Byler recalls being impressed by the work of dozens of CJP alumni in the Middle East, noting how CJP “transformed the way they think about conflict and the way they have integrated the principles and experiences learned at EMU in the challenging Middle Eastern context.”
As director of MCC’s Washington Office from 1994 to 2007, Byler met regularly with policymakers on Capitol Hill, the State Department and White House. Prior to that, he spent six years as a staff attorney in Meridian, Miss., while serving as senior pastor for Jubilee Mennonite Church, an interracial congregation. He came to EMU with significant fundraising experience, including leading a capital campaign for Virginia Mennonite Retirement Community.
Byler holds a Juris Doctor from the University of Virginia, where he also did graduate business coursework. He earned two degrees from EMU, an MA from the seminary in 1985 and a BA in business administration in 1979.
On the CJP faculty since 2001, Docherty spent much of 2008-12 working with groups in Burma/Myanmar on supporting the transition from a military dictatorship to a more democratic form of governance. Prior to this, she helped the Institute for Peace and Justice Education at Lebanon’s American University to develop a summer peacebuilding training program for young leaders in that country. She has led workshops on peacebuilding topics in a dozen other countries.
Docherty is continuing to teach quarter-time as professor of leadership and public policy at EMU. She has also taught at George Mason University and Columbia College in South Carolina. She earned her PhD at the Institute for Conflict Analysis and Resolution at George Mason and holds an undergraduate degree in religious studies and political science from Brown University. She studied theology at the University of St. Andrews in Scotland.
Docherty is in the leadership of the Peace Appeal Foundation, an organization that “supports peace and conflict resolution processes globally through inclusive, multi-track and multi-sector interventions designed to achieve agreed, fair and just outcomes.” She is an active member of the Association for Conflict Resolution, the International Peace Research Association, and the International Studies Association.

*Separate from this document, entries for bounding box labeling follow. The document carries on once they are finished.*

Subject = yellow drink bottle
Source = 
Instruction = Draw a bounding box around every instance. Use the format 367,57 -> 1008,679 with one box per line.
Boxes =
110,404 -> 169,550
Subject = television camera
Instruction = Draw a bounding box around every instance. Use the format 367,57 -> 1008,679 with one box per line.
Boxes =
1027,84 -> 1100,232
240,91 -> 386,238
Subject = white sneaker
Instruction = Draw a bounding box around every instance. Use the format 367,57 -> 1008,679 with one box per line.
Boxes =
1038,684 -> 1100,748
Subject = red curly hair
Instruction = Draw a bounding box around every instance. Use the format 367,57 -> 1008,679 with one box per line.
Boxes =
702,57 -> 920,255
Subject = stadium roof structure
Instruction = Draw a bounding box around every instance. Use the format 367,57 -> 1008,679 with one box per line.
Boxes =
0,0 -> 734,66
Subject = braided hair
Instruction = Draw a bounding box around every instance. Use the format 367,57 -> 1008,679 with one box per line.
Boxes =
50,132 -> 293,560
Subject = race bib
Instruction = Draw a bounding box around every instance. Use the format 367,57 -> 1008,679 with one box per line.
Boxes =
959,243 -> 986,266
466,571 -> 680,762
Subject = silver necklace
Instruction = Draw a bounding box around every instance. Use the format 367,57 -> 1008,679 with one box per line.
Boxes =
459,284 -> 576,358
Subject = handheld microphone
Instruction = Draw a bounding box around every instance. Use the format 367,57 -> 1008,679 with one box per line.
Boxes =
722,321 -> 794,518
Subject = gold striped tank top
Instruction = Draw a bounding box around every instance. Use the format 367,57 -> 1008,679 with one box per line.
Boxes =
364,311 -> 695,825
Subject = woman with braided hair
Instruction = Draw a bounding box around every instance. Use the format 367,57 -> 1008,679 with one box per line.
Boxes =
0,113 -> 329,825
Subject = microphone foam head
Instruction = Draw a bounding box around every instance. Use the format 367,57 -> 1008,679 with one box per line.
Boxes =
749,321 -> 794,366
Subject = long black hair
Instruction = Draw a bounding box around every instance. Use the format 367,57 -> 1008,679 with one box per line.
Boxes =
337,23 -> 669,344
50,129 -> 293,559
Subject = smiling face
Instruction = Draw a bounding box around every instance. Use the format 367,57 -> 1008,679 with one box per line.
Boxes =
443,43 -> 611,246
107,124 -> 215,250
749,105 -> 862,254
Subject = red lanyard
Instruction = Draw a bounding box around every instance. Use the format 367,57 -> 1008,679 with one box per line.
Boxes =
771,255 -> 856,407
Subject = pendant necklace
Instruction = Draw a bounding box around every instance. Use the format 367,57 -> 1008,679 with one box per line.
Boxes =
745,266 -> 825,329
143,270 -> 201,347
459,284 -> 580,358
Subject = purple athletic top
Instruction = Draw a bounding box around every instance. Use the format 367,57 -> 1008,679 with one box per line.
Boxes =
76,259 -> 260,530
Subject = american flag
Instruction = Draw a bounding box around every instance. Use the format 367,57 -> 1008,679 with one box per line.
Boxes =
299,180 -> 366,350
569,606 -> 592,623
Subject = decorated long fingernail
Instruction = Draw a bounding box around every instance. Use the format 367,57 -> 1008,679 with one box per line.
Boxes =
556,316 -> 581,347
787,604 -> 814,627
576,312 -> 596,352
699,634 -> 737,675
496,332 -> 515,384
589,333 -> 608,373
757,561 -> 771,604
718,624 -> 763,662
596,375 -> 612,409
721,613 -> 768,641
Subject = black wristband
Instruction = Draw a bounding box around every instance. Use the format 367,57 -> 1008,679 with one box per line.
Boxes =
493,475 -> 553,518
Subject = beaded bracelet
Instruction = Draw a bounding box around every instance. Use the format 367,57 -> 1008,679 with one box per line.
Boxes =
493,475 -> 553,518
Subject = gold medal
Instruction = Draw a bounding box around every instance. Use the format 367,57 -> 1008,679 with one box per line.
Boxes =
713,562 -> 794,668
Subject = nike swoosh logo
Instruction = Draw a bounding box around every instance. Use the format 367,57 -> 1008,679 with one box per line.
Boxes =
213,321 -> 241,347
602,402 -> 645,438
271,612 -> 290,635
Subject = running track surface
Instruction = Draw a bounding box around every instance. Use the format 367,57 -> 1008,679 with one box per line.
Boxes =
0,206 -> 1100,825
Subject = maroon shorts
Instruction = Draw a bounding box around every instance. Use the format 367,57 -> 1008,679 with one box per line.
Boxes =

Byler replaced Lynn Roth, who became the North American representative to Mennonite World Conference. In the new CJP leadership configuration, both the executive director and program director are three-quarter-time positions.
“Daryl will be giving administrative leadership to CJP with a primary focus on building external relationships, networking with key university and external stakeholders, and developing resources for CJP’s growth and success,” said Provost Fred Kniss upon announcing Byler’s appointment.
Concerning Docherty’s role as program director, she will “oversee the development, integration, funding, delivery and evaluation of CJP’s various programs,” said Kniss. “This includes the coordination of the academic and practice programs of CJP, and giving leadership to curriculum development.”